In the 1980s, I noticed that while older Cameroonians talked wistfully of visiting Paris, or New York, or London, my students (who would now be in their 40s) talked about moving to the port city of Douala. More so than the capital, Yaounde, it was the port city where the kids talked about people who had seen private planes, fancy cars, and electronics. It was, in a word, "developed".
And Agbobloshie is a bit of a gateway. It is where the poor, the downtrodden, the school dropouts, the immigrants who don't speak either English or Accra's native tongue, wind up. It's the lowest rung on the pole. But it's where many African rural people wind up when they decide to make the move to the bright lights, and big city. It's Ghana's Kowloon.

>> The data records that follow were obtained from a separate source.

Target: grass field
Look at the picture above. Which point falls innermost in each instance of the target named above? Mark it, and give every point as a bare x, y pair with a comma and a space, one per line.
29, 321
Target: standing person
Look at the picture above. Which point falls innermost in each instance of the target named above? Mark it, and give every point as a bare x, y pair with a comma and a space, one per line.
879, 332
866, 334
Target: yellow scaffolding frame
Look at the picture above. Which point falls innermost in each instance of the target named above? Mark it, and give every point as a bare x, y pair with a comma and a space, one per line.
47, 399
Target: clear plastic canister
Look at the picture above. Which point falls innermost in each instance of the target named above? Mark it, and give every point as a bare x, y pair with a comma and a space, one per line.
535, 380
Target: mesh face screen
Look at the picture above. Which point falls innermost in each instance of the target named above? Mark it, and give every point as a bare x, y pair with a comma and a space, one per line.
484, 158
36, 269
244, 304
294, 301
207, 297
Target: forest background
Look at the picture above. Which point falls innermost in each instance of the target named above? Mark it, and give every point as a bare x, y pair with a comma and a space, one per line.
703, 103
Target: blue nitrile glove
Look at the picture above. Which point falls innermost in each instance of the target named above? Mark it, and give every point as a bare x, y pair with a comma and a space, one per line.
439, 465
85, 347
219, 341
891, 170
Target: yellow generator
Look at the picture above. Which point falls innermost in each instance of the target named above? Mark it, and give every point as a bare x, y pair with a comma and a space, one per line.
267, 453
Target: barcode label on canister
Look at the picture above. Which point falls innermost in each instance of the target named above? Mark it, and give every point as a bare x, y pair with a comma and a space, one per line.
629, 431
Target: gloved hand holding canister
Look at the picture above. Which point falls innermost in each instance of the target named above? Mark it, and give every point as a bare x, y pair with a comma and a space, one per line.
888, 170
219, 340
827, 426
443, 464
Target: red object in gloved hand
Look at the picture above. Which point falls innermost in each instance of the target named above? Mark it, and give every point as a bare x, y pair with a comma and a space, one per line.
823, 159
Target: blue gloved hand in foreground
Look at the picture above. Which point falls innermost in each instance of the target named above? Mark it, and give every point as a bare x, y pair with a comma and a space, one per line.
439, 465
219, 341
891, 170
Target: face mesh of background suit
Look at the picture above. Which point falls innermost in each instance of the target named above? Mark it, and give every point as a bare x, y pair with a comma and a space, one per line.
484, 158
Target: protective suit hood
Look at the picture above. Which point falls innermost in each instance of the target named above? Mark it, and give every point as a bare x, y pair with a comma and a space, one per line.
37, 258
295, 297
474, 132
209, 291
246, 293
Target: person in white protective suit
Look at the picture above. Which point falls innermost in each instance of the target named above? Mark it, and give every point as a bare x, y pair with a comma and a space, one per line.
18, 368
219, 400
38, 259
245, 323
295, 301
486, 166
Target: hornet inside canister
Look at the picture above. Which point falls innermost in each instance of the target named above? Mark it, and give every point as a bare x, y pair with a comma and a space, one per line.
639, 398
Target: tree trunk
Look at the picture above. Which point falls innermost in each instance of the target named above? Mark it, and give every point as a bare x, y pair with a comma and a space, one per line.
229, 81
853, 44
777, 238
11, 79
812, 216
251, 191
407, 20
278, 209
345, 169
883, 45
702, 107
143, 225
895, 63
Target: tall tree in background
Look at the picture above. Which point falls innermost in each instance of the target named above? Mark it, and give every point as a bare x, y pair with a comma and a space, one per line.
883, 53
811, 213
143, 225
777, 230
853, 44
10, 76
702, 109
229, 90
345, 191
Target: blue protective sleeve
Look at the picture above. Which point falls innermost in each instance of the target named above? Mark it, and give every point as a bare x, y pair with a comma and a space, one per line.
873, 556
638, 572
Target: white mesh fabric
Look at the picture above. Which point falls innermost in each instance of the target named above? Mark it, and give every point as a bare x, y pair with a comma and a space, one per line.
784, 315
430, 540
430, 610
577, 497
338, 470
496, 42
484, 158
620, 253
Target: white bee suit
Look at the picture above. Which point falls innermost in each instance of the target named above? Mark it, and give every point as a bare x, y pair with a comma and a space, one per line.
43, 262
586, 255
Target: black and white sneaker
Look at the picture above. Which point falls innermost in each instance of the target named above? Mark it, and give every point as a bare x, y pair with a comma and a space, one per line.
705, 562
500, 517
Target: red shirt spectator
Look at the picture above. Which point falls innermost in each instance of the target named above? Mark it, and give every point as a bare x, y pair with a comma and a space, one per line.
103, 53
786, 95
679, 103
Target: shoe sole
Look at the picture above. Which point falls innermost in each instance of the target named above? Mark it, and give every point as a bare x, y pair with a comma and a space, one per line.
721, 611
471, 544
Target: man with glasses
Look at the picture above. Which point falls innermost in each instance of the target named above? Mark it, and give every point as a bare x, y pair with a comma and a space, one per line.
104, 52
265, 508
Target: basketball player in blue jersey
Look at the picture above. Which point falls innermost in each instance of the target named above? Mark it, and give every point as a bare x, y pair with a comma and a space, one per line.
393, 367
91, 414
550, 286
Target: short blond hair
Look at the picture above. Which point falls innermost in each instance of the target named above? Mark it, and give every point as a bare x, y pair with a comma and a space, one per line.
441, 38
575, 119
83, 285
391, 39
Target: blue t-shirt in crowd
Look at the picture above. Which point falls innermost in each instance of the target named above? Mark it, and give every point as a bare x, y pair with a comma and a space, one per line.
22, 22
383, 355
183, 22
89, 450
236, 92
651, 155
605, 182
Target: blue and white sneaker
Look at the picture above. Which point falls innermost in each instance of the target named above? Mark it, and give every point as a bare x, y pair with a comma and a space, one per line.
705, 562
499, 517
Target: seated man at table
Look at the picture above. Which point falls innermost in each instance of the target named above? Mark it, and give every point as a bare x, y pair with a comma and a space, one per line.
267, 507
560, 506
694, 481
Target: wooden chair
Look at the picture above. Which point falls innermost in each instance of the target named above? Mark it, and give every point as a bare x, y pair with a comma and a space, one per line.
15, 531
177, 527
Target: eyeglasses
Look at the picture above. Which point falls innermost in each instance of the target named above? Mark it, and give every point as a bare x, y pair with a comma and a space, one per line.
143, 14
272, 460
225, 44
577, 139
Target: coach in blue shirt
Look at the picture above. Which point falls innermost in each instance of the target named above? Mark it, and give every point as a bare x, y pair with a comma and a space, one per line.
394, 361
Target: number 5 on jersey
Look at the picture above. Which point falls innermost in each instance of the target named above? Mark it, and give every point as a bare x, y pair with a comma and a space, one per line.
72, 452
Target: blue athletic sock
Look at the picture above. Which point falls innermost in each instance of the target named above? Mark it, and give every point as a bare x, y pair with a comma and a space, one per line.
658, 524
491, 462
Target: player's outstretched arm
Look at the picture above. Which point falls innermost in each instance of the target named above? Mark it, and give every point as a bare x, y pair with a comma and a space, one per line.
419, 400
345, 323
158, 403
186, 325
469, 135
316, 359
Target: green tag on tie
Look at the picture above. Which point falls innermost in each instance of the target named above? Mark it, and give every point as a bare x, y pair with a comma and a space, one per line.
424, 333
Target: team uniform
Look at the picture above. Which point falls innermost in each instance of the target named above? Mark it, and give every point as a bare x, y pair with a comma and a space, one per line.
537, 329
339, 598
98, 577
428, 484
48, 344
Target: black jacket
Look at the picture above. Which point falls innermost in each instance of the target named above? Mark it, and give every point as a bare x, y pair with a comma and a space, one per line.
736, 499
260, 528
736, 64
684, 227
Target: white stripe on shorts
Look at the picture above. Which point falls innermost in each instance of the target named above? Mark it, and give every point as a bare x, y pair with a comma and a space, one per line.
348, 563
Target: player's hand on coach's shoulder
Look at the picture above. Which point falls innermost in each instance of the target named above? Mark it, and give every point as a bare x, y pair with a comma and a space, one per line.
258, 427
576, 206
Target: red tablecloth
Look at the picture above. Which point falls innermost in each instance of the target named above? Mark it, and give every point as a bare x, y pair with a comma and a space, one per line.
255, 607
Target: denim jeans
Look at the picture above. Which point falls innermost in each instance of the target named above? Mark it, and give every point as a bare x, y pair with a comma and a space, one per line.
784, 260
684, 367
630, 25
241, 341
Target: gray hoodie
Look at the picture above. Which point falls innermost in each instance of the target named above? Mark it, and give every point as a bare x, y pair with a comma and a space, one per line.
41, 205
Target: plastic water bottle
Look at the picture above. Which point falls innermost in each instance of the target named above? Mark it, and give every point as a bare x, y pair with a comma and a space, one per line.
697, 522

And before we even go, take a look at where Agbogbloshie is on a satellite map. The teeming city of Ghana has grown around it. It is no longer an outlying marshland outside of town.
Indeed, the property is far too valuable for its current use. If Ghana wins an Olympic stadium bid, this place will be gone. It is already shrinking, according to DK Koa of QAmp, and some of the scrap activity has decentralized. Maybe that's a good thing, to have 50 burning piles in 50 places, instead of 50 fires in one place. But the number of fires and number of workers will the first thing I will look for during my Gaze on Agbogbloshie.